We make mistakes by the carload and not because of bad intentions. We make them because we do not know enough or cannot see in more than one direction at a time. We cannot even remember our past clearly, let alone predict our future.
And yet, systemaphiles do not usually take into account the virtual certainty of error in human calculations. They unfold their plans as if error were only an occasional defect in the edifice of human history, whereas Error is the name of the building itself.
Second, if, indeed, humanity is making any “progress” at all, then it has come, and always comes, at great expense. Progress is a Faustian bargain, and not always a good one.
When you read your next proposal to improve something about our fundraising systems or programs or school systems, what you won’t see are prophecies about what will go wrong, what mistakes will be made, or what negative consequences will arise from it.
These considerations are absent because systemaphiles create plans based on oversimplified assumptions and one dimensional metaphors.
In an effort to reduce a situation to a set of clear principles, systemaphiles have to ignore all paradoxes, contradictions, and competing principles. They have to overlook the possibilities of error, and to pretend that nothing of value can be lost.
As Lewis Mumford points out, “Life cannot be reduced to a system; the best wisdom, when so reduced to a single set of insistent notes, becomes a cacophony, indeed, the more stubbornly one adheres to a system, the more violence one does to life.” Pg 109-112, Crazy talk, Stupid Talk.”
Based on this, every system you introduce is going to have some drawbacks, and some bargains you have to make that you probably won’t like.
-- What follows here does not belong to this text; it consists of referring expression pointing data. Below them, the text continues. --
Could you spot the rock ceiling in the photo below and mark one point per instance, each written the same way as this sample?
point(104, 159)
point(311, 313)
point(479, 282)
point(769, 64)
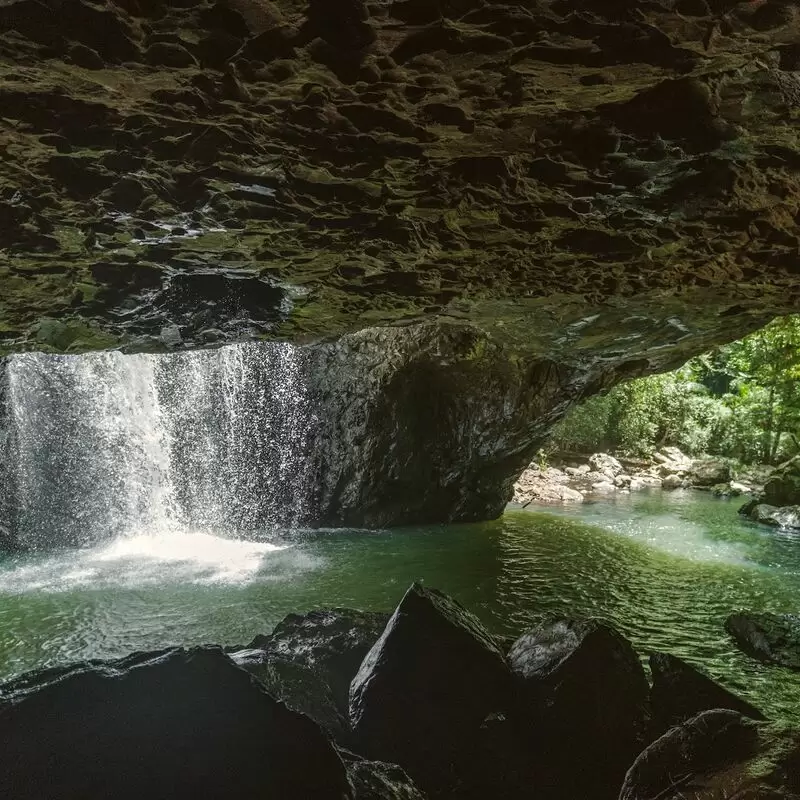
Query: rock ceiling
point(565, 175)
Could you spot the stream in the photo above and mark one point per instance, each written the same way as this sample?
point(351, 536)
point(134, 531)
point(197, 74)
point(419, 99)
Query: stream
point(665, 568)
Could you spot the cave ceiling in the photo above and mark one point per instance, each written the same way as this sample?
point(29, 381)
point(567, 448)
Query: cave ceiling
point(566, 176)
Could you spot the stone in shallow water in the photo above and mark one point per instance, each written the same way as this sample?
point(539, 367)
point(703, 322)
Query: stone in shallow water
point(330, 641)
point(426, 686)
point(772, 638)
point(302, 688)
point(717, 754)
point(680, 692)
point(169, 725)
point(584, 695)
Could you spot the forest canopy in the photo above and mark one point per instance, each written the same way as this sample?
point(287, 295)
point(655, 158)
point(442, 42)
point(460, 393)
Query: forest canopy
point(741, 400)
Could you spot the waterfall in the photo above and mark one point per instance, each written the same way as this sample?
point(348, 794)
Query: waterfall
point(107, 444)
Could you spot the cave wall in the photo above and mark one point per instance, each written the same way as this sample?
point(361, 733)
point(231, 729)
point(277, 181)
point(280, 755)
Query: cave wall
point(486, 209)
point(179, 173)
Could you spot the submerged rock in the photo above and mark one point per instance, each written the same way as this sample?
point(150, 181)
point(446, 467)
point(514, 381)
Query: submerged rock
point(173, 724)
point(426, 686)
point(782, 487)
point(717, 754)
point(584, 696)
point(771, 638)
point(331, 642)
point(680, 692)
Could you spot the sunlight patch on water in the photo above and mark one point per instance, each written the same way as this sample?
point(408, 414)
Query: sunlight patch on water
point(684, 539)
point(147, 559)
point(667, 532)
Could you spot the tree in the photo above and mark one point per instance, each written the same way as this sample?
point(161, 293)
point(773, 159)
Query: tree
point(740, 400)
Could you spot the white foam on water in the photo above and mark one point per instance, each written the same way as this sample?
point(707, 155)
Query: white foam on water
point(145, 559)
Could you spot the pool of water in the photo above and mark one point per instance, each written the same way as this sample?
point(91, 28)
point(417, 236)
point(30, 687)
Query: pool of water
point(666, 569)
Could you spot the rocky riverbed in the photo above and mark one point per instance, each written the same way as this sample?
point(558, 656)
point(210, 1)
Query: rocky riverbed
point(423, 703)
point(578, 478)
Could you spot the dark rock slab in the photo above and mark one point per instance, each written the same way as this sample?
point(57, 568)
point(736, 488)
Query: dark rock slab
point(300, 687)
point(717, 754)
point(680, 692)
point(771, 638)
point(167, 725)
point(584, 699)
point(782, 488)
point(331, 641)
point(377, 780)
point(426, 686)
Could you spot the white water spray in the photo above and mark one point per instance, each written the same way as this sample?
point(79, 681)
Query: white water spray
point(211, 442)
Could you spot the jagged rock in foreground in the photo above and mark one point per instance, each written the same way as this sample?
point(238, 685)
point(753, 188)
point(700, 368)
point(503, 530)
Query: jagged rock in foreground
point(377, 780)
point(680, 692)
point(717, 754)
point(330, 643)
point(175, 724)
point(426, 686)
point(585, 695)
point(771, 638)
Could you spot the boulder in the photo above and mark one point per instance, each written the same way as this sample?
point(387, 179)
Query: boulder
point(640, 482)
point(544, 486)
point(674, 455)
point(787, 517)
point(771, 638)
point(717, 754)
point(606, 464)
point(301, 688)
point(680, 692)
point(730, 489)
point(426, 686)
point(332, 642)
point(671, 482)
point(782, 487)
point(171, 724)
point(709, 473)
point(377, 780)
point(584, 697)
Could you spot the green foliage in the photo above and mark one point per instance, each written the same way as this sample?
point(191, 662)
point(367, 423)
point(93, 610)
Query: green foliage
point(741, 400)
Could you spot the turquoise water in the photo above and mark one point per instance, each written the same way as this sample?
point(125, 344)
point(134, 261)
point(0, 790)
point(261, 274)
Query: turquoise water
point(666, 569)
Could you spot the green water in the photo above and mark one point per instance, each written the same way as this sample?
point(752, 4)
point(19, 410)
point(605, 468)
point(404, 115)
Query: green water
point(666, 569)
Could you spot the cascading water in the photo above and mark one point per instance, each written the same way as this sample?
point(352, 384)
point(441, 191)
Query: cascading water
point(103, 445)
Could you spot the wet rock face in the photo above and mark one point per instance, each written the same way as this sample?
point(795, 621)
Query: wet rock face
point(331, 643)
point(426, 686)
point(680, 692)
point(783, 485)
point(585, 693)
point(429, 422)
point(564, 175)
point(178, 724)
point(716, 754)
point(772, 638)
Or that people around you won’t like.
To make your fundraising office more efficient, to make your job less like three people’s jobs, you might have to alienate some board members who don’t want you to have a database.
Or bring in a bunch of volunteers that your boss doesn’t want you to take time coordinating.
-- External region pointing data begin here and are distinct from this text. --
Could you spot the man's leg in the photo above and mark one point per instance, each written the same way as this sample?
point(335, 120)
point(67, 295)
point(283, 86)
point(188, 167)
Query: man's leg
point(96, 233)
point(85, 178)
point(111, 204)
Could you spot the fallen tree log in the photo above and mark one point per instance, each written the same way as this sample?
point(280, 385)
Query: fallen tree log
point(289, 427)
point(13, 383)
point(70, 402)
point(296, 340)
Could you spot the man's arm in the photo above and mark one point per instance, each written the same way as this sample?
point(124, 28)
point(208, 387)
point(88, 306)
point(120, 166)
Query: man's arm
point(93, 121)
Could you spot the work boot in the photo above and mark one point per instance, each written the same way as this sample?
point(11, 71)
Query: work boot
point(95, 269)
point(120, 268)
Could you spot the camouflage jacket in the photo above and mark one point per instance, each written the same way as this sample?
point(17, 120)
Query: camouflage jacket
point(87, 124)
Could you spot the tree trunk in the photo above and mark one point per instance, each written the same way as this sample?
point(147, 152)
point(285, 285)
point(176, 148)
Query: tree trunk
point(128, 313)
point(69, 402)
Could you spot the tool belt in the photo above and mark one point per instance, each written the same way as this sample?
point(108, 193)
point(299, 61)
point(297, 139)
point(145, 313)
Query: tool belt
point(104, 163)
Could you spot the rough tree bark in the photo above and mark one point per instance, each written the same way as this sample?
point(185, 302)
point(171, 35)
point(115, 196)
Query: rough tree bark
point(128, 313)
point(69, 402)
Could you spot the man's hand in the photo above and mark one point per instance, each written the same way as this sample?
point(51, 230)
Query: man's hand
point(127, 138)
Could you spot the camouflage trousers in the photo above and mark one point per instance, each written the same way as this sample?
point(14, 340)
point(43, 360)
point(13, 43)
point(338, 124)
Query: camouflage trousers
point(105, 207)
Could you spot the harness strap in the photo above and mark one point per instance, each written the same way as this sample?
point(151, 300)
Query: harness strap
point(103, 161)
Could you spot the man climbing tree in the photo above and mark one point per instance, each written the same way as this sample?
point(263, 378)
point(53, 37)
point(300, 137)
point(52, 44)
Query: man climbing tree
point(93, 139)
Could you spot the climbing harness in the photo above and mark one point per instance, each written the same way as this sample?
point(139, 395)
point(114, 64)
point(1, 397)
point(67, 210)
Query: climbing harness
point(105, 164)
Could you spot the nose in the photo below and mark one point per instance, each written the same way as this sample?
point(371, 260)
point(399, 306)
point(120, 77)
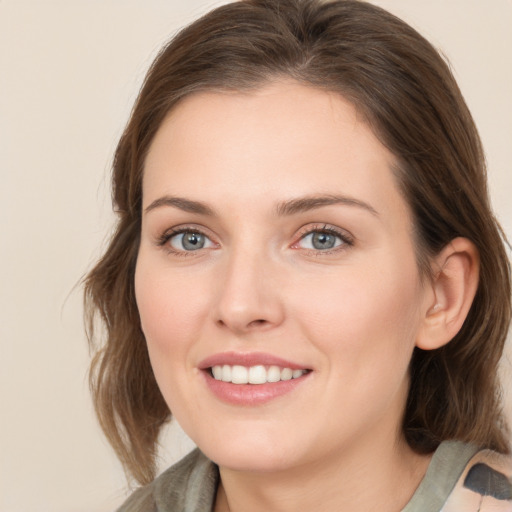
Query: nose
point(249, 298)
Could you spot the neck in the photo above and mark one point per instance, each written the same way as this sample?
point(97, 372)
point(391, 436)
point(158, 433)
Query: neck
point(378, 476)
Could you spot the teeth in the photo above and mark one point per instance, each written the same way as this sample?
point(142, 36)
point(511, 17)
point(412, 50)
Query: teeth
point(259, 374)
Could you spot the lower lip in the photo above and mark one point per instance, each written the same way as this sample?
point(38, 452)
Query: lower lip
point(251, 394)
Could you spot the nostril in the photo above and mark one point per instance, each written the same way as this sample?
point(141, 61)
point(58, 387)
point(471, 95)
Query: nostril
point(258, 322)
Or make some board members get sick of you haranguing them to fundraise. You might get fired.
Standing up for yourself and your boundaries at work also might get you fired.
There’s always a drawback to any plan.
I’ve been working so hard this year, and I know you have too. But every time we plan, it doesn’t work out in some way. No matter what you do, there’s no kind of plan that is without failures.
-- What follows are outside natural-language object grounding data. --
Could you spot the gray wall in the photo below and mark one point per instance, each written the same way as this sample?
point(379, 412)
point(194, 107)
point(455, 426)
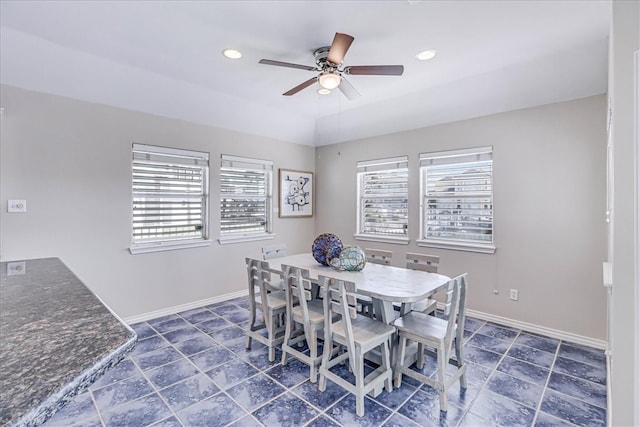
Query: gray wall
point(71, 161)
point(625, 305)
point(549, 201)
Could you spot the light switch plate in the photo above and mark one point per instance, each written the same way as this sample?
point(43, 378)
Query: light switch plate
point(17, 206)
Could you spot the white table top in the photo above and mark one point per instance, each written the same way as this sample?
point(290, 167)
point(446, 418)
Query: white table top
point(383, 282)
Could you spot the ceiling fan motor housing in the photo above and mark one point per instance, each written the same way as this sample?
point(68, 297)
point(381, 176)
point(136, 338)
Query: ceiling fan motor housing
point(321, 59)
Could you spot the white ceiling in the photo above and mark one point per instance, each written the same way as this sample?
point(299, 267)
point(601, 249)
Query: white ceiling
point(164, 57)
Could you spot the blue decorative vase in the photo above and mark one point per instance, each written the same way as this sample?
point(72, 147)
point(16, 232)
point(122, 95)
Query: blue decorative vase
point(325, 247)
point(352, 258)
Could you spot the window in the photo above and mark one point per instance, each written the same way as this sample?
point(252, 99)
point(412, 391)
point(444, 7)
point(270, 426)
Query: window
point(170, 197)
point(245, 199)
point(383, 200)
point(457, 199)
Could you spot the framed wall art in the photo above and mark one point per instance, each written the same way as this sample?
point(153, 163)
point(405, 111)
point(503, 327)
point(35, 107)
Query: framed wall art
point(296, 193)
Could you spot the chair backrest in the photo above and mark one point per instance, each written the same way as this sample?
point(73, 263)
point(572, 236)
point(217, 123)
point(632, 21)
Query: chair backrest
point(274, 251)
point(423, 262)
point(339, 298)
point(454, 309)
point(298, 289)
point(259, 277)
point(378, 256)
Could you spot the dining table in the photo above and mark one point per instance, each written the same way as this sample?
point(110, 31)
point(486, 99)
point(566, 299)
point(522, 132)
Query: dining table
point(384, 284)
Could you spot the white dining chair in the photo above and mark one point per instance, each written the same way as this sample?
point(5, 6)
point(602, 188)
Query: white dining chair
point(271, 302)
point(272, 252)
point(428, 263)
point(304, 319)
point(359, 335)
point(439, 334)
point(374, 256)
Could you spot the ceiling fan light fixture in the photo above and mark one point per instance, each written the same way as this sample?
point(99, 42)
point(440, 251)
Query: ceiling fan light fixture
point(330, 80)
point(426, 55)
point(232, 54)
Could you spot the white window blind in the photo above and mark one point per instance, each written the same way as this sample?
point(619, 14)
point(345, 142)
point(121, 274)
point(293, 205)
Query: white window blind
point(457, 191)
point(170, 194)
point(383, 197)
point(245, 196)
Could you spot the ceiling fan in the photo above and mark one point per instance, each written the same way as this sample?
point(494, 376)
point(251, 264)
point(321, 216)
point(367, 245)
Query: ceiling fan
point(331, 70)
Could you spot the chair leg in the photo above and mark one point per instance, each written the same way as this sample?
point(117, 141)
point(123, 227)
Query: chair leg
point(359, 374)
point(287, 338)
point(269, 322)
point(312, 342)
point(400, 362)
point(460, 359)
point(324, 365)
point(386, 364)
point(420, 356)
point(442, 380)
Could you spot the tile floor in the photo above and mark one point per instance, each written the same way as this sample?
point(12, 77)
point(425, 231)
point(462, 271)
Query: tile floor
point(192, 369)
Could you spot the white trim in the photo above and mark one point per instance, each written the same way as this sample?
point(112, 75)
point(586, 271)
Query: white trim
point(167, 246)
point(382, 239)
point(541, 330)
point(362, 165)
point(144, 148)
point(183, 307)
point(226, 240)
point(230, 158)
point(468, 247)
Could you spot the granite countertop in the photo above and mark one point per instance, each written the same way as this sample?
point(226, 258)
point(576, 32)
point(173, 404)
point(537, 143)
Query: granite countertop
point(56, 338)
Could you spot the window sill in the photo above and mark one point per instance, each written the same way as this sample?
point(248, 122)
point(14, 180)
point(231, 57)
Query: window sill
point(167, 246)
point(458, 246)
point(382, 239)
point(226, 240)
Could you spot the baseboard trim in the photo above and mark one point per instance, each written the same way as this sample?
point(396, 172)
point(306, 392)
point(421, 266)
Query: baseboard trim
point(541, 330)
point(183, 307)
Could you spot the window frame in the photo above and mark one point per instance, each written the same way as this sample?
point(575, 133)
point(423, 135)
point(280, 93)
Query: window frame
point(370, 167)
point(238, 163)
point(167, 156)
point(450, 158)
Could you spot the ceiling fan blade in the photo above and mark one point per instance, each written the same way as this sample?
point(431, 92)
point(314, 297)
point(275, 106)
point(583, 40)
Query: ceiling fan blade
point(286, 64)
point(301, 86)
point(375, 70)
point(348, 90)
point(339, 47)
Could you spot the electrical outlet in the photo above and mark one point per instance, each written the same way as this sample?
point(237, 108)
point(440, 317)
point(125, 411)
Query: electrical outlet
point(17, 206)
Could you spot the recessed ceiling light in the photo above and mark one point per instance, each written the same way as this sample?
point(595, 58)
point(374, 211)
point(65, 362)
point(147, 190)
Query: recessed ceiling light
point(426, 55)
point(232, 53)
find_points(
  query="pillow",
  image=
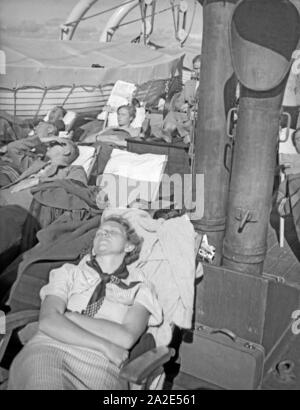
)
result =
(68, 119)
(86, 156)
(130, 177)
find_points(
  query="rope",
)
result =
(71, 23)
(191, 25)
(15, 90)
(41, 102)
(136, 20)
(68, 95)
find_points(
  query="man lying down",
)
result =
(55, 164)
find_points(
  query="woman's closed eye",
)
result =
(109, 232)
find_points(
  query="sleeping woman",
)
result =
(92, 314)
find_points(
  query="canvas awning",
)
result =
(50, 63)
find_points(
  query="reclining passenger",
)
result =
(92, 314)
(56, 164)
(178, 120)
(125, 115)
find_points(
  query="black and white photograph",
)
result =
(150, 197)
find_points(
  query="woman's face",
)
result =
(110, 239)
(124, 119)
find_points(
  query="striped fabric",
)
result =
(62, 367)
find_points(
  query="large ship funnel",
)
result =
(216, 98)
(263, 35)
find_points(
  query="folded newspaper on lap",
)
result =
(129, 177)
(121, 94)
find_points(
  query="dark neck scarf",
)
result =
(115, 278)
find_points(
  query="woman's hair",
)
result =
(73, 148)
(196, 58)
(131, 236)
(131, 110)
(135, 102)
(294, 135)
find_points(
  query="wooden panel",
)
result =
(232, 300)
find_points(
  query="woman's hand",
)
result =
(117, 355)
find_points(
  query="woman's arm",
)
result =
(54, 323)
(125, 334)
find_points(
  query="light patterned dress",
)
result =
(47, 364)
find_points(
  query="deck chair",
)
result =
(144, 372)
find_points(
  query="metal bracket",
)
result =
(245, 216)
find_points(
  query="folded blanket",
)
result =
(66, 194)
So right now I encourage you to not beat yourself up for anything you could have done better this year.
It’s important to take a break, to take a breath, to take stock, to regroup. I just wanted you to know that I’m taking my own medicine. I’m doing this, and I hope you can too.
The perfect plan isn’t going to solve your problems or my problems.
The perfect system isn’t going to solve our problems.
But understanding that what works is a lot more chaotic and haphazard than we imagined-that is powerful.
I hope this gives you permission to just randomly try new things this year. You never know what will work until you try!
Very nice. Thanks.
BTW, the systems dudes you mentioned were just that — dudes.
Women — at least in our place and time — get to be, and, often, have to be, a lot more reality-oriented than that….
May your reap the blessings of your reality-based optimism in 2105.